3D Printing of Hierarchical Scaffolds Based on Mesoporous Bioactive Glasses (MBGs)-Fundamentals and Applications

Abstract

The advent of mesoporous bioactive glasses (MBGs) in applied bio-sciences led to the birth of a new class of nanostructured materials combining triple functionality, that is, bone-bonding capability, drug delivery and therapeutic ion release. However, the development of hierarchical three-dimensional (3D) scaffolds based on MBGs may be difficult due to some inherent drawbacks of MBGs (e.g., high brittleness) and technological challenges related to their fabrication in a multiscale porous form. For example, MBG-based scaffolds produced by conventional porogen-assisted methods exhibit a very low mechanical strength, making them unsuitable for clinical applications. The application of additive manufacturing techniques significantly improved the processing of these materials, making it easier preserving the textural and functional properties of MBGs and allowing stronger scaffolds to be produced. This review provides an overview of the major aspects relevant to 3D printing of MBGs, including technological issues and potential applications of final products in medicine.
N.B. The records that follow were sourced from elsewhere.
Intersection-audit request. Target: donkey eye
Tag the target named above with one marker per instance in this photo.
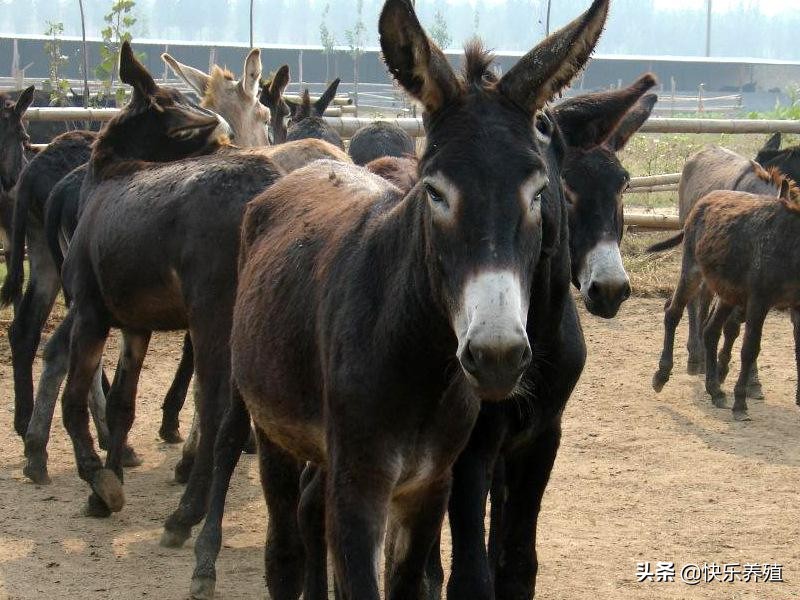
(435, 196)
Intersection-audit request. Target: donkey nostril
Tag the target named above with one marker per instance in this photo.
(627, 291)
(468, 359)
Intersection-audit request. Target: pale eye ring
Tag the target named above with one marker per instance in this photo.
(435, 196)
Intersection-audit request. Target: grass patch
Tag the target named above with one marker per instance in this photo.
(652, 275)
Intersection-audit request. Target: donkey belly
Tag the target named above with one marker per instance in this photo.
(302, 435)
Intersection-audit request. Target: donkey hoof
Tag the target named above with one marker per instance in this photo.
(130, 458)
(202, 588)
(741, 415)
(695, 367)
(170, 435)
(96, 508)
(183, 469)
(175, 538)
(109, 488)
(719, 400)
(755, 391)
(660, 380)
(36, 473)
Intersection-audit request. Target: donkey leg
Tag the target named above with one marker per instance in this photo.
(796, 326)
(212, 365)
(527, 473)
(231, 437)
(417, 520)
(711, 334)
(176, 396)
(731, 332)
(97, 408)
(751, 344)
(56, 361)
(357, 502)
(311, 522)
(694, 364)
(122, 397)
(25, 331)
(471, 576)
(284, 558)
(189, 450)
(89, 334)
(687, 287)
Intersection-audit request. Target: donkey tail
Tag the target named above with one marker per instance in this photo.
(666, 244)
(12, 286)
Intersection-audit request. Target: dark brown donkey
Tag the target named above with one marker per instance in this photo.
(141, 260)
(743, 248)
(399, 313)
(714, 168)
(14, 145)
(237, 103)
(308, 120)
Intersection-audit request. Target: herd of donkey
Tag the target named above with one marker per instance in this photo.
(399, 329)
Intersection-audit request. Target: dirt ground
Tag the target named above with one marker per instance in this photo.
(640, 477)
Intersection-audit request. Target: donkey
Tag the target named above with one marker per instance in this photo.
(236, 103)
(421, 300)
(272, 97)
(710, 169)
(380, 139)
(786, 159)
(307, 118)
(14, 150)
(600, 114)
(66, 152)
(741, 246)
(594, 182)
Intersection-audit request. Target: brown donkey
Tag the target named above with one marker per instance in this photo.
(742, 247)
(369, 324)
(715, 168)
(141, 260)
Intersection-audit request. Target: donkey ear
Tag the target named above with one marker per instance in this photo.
(24, 101)
(132, 72)
(550, 66)
(773, 143)
(252, 73)
(413, 59)
(632, 122)
(322, 103)
(588, 120)
(785, 193)
(278, 85)
(194, 78)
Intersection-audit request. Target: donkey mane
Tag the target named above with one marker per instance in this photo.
(219, 76)
(774, 176)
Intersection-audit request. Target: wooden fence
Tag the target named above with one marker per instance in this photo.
(348, 125)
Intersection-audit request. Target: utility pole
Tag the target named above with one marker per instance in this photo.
(547, 19)
(251, 23)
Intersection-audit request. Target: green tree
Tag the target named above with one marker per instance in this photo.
(57, 86)
(355, 40)
(439, 33)
(328, 41)
(117, 30)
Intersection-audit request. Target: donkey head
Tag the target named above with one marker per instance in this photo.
(159, 124)
(13, 137)
(272, 98)
(307, 121)
(236, 101)
(595, 127)
(486, 183)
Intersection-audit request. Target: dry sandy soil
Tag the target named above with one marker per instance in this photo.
(640, 477)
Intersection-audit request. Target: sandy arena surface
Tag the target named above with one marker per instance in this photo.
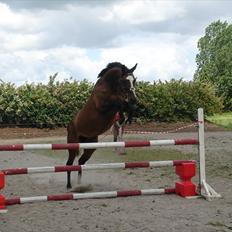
(138, 214)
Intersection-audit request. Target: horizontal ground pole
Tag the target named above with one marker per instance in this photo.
(76, 146)
(92, 195)
(143, 164)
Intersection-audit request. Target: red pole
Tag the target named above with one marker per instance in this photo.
(185, 187)
(2, 198)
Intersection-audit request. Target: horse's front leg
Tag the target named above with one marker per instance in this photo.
(71, 158)
(83, 159)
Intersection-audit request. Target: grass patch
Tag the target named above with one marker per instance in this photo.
(224, 120)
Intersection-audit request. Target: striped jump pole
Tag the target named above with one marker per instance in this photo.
(184, 187)
(126, 165)
(93, 195)
(77, 146)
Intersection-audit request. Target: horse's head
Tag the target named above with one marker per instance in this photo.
(122, 83)
(127, 83)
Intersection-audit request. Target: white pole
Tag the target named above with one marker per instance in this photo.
(201, 148)
(205, 189)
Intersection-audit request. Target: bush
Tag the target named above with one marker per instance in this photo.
(54, 104)
(175, 100)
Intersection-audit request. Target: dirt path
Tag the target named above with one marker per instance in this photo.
(148, 213)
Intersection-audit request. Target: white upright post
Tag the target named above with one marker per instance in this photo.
(205, 190)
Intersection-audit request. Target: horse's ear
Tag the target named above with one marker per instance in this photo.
(113, 75)
(102, 72)
(133, 69)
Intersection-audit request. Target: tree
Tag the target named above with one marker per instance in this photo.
(214, 61)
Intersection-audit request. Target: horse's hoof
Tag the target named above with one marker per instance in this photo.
(69, 186)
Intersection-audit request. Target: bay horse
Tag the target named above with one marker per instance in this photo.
(113, 92)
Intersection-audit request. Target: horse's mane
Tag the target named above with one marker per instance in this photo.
(113, 65)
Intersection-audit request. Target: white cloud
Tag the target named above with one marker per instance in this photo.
(78, 39)
(135, 12)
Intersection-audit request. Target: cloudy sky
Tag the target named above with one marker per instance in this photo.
(78, 38)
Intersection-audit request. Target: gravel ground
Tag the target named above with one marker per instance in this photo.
(142, 213)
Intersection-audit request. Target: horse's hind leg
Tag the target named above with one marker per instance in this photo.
(71, 158)
(71, 138)
(86, 155)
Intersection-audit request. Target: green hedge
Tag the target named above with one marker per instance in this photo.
(176, 100)
(54, 104)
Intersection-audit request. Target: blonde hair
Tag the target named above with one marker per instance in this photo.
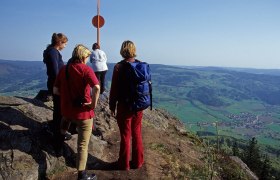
(128, 50)
(79, 53)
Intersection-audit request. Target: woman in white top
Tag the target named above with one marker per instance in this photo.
(99, 65)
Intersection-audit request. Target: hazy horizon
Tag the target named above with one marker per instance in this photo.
(242, 34)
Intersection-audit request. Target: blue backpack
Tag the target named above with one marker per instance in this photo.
(140, 84)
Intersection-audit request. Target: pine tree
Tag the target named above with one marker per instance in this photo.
(266, 169)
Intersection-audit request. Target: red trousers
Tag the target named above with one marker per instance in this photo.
(130, 125)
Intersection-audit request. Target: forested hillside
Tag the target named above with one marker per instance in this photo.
(236, 104)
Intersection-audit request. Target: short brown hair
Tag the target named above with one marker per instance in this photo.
(128, 50)
(57, 38)
(79, 53)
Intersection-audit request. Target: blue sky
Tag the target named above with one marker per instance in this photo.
(230, 33)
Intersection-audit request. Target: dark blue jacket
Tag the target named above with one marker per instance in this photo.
(54, 62)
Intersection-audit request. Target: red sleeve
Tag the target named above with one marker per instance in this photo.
(57, 79)
(114, 89)
(90, 77)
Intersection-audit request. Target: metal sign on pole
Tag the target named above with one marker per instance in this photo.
(98, 21)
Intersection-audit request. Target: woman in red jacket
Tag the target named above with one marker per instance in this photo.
(129, 122)
(74, 84)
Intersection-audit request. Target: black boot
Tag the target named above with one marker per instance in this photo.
(82, 175)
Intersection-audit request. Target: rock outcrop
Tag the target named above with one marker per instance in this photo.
(26, 150)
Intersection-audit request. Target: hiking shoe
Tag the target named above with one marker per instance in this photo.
(67, 136)
(88, 177)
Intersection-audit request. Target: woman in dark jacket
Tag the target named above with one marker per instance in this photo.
(54, 62)
(129, 122)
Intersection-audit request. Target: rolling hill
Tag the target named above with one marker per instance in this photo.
(241, 103)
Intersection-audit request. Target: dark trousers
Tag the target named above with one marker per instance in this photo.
(130, 126)
(101, 78)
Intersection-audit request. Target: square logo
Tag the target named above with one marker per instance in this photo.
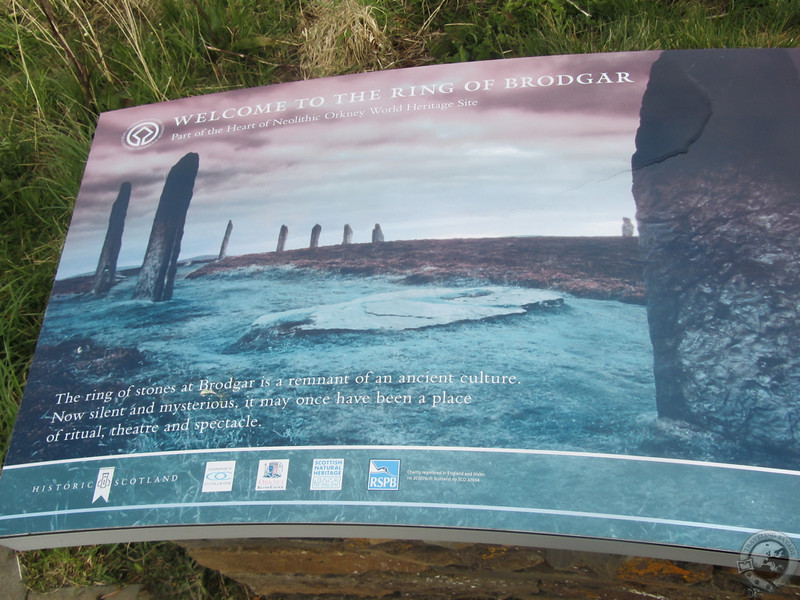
(272, 475)
(219, 476)
(326, 474)
(384, 475)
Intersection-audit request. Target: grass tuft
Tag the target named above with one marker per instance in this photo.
(343, 36)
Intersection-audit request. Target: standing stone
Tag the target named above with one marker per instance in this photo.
(223, 250)
(157, 276)
(717, 187)
(282, 234)
(627, 227)
(315, 231)
(107, 264)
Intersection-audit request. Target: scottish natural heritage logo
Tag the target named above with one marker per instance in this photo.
(384, 475)
(327, 474)
(768, 560)
(143, 133)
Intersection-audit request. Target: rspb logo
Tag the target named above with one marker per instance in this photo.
(384, 475)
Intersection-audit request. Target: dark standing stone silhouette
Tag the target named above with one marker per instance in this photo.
(157, 276)
(317, 229)
(627, 227)
(716, 182)
(282, 234)
(107, 264)
(223, 249)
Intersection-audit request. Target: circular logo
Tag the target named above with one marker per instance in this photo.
(142, 134)
(768, 560)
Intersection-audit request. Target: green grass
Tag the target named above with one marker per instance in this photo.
(64, 61)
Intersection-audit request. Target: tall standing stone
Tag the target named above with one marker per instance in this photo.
(315, 231)
(157, 276)
(107, 264)
(223, 249)
(716, 181)
(282, 235)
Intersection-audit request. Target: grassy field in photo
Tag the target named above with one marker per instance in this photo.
(62, 62)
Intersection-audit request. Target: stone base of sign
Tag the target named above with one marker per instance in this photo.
(366, 568)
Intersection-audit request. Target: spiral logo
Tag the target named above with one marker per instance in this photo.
(143, 134)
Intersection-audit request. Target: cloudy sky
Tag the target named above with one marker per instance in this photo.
(537, 146)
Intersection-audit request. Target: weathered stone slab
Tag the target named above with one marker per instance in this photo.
(107, 264)
(369, 568)
(282, 235)
(223, 249)
(716, 183)
(315, 232)
(157, 276)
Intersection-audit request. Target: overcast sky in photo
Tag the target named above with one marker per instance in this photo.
(538, 146)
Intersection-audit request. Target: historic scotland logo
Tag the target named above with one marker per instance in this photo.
(768, 560)
(102, 487)
(144, 133)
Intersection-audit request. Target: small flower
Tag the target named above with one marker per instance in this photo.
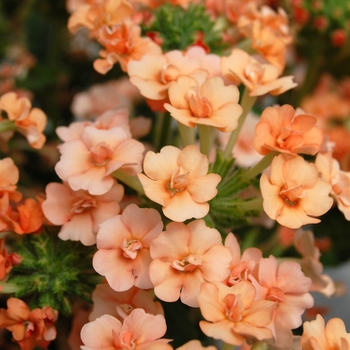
(123, 244)
(317, 336)
(293, 193)
(282, 129)
(138, 331)
(179, 181)
(206, 101)
(184, 256)
(233, 313)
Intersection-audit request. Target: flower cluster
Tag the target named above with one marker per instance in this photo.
(194, 203)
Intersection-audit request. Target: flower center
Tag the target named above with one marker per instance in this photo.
(234, 307)
(189, 263)
(199, 105)
(179, 180)
(83, 204)
(130, 248)
(101, 154)
(275, 294)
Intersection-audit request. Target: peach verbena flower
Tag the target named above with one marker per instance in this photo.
(120, 304)
(139, 331)
(30, 328)
(30, 122)
(232, 314)
(88, 163)
(123, 244)
(293, 193)
(317, 336)
(258, 78)
(179, 181)
(282, 129)
(184, 256)
(79, 212)
(204, 101)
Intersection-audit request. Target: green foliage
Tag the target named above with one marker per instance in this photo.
(179, 28)
(53, 272)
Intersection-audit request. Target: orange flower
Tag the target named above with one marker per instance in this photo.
(179, 181)
(99, 13)
(318, 337)
(259, 78)
(29, 328)
(293, 193)
(282, 129)
(123, 42)
(233, 313)
(29, 122)
(204, 102)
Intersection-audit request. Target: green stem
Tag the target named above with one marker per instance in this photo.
(260, 167)
(7, 125)
(187, 135)
(129, 180)
(162, 130)
(8, 288)
(247, 103)
(205, 138)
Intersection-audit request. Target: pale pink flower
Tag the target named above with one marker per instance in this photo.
(30, 122)
(79, 212)
(123, 42)
(241, 266)
(123, 244)
(139, 331)
(293, 193)
(204, 101)
(244, 152)
(284, 130)
(304, 243)
(178, 180)
(9, 176)
(330, 171)
(287, 285)
(184, 256)
(153, 73)
(258, 78)
(120, 304)
(233, 315)
(88, 163)
(317, 336)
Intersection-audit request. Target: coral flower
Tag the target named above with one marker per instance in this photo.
(30, 328)
(79, 212)
(139, 331)
(281, 129)
(204, 102)
(123, 244)
(88, 163)
(233, 314)
(318, 337)
(293, 193)
(259, 78)
(120, 304)
(179, 181)
(184, 257)
(30, 122)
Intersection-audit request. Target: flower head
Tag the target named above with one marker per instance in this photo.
(293, 193)
(179, 181)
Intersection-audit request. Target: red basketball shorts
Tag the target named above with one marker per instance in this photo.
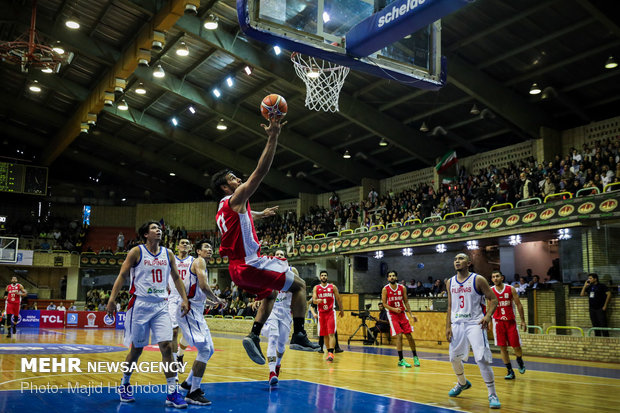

Keywords: additive manufacturing; bioactivity; bioglass; biomaterials; drug delivery; hierarchical; ion release; mesoporous; porosity; scaffold; tissue regeneration.

Figure 1

Schematic illustration of the steps leading to a mesoporous silicate material starting from a micellar solution: micelles from structure directing agent (SDA) link the hydrolyzed silica precursors through the hydrophilic component and self-assembly to form an ordered mesophase. Pictures reproduced from Arcos and Vallet-Regi [16] with permission.

Figure 2

High-resolution transmission electron microscope (TEM) images of a silicate SDA-templated glass (MBG) (top) and a “conventional” sol-gel glass (without SDA) (bottom). Mesopores in the mesoporous bioactive glass (MBG) are well ordered according to a hexagonal symmetry. A schematic representation of alendronate molecule and its interaction with silanol groups at the mesopore surface are also displayed. Pictures reproduced from Arcos and Vallet-Regi [16] with permission.

Figure 3

TEM images of mesoporous structures obtained by using P123 (a), F-127 (b) and cetyltrimethyl ammonium bromide (CTAB) (c) as SDAs in MBGs. Pictures reproduced from Wu et al. [33] and Yun et al. [44] with permission.

Figure 4

Sol-gel BG foam scaffold: (a) photographs after sintering at 600 °C (left) and 800 °C (right), scale bar = 5 mm; (b) Scanning electron microscope (SEM) image of a fracture surface, scale bar = 500 μm; (c) X-ray microtomographic reconstruction of the scaffold, scale bar = 500 μm. Pictures reproduced from Poologasundarampillai [49] with permission.

Figure 5

SEM images of MBG scaffolds for bone tissue engineering applications produced by porogen method (a) and replication of a polyurethane foam (b). Pictures reproduced from Yun et al. [44] and Wu et al. [40] with permission.

Figure 6

Schematic representation of a robocasting system. Picture reproduced from Gmeiner et al. [57], under a Creative Commons Attribution license (https://creativecommons.org/).

Figure 7

Common issues in BG scaffolds fabricated by 3D printing: collapse of the 3D structure due to the low strength of the ink (a); discontinuous ink deposition observed in case of low dispensing pressure and/or low printing speed (b); filament deformation due to low-spacing between the printing tip and the building platform and/or high dispensing pressure (c); defects observed in the rods of sintered scaffolds due to air-bubble entrapment in the ink during ink preparation (d); rod fractures after sintering (e). Unpublished pictures provided by the Authors.

Figure 8

SEM images showing different macropore morphologies that can be obtained by 3D printing of MBGs: (a) squared, (b) rectangular and (c,d) irregular (triangular pattern) macropores. The high regularity of the pattern is well appreciable and macropore size is characterized by a narrow distribution. Pictures reproduced from Zhang et al. [77] and Wu et al. [75] with permission.

Figure 9

Compressibility of MBG/ polycaprolactone (PCL) composite scaffolds produced by robocasting. Pictures reproduced from Yun et al. [81] with permission.

Figure 10

Photograph of 3D-printed scaffolds doped with different therapeutic elements: 5% Cu (a), 5% Fe (b), 5% Mn (c), 5% Co(d) and parent glass (e). Different colors were imparted to scaffolds by different dopants. Pictures reproduced from Liu et al. [97] with permission.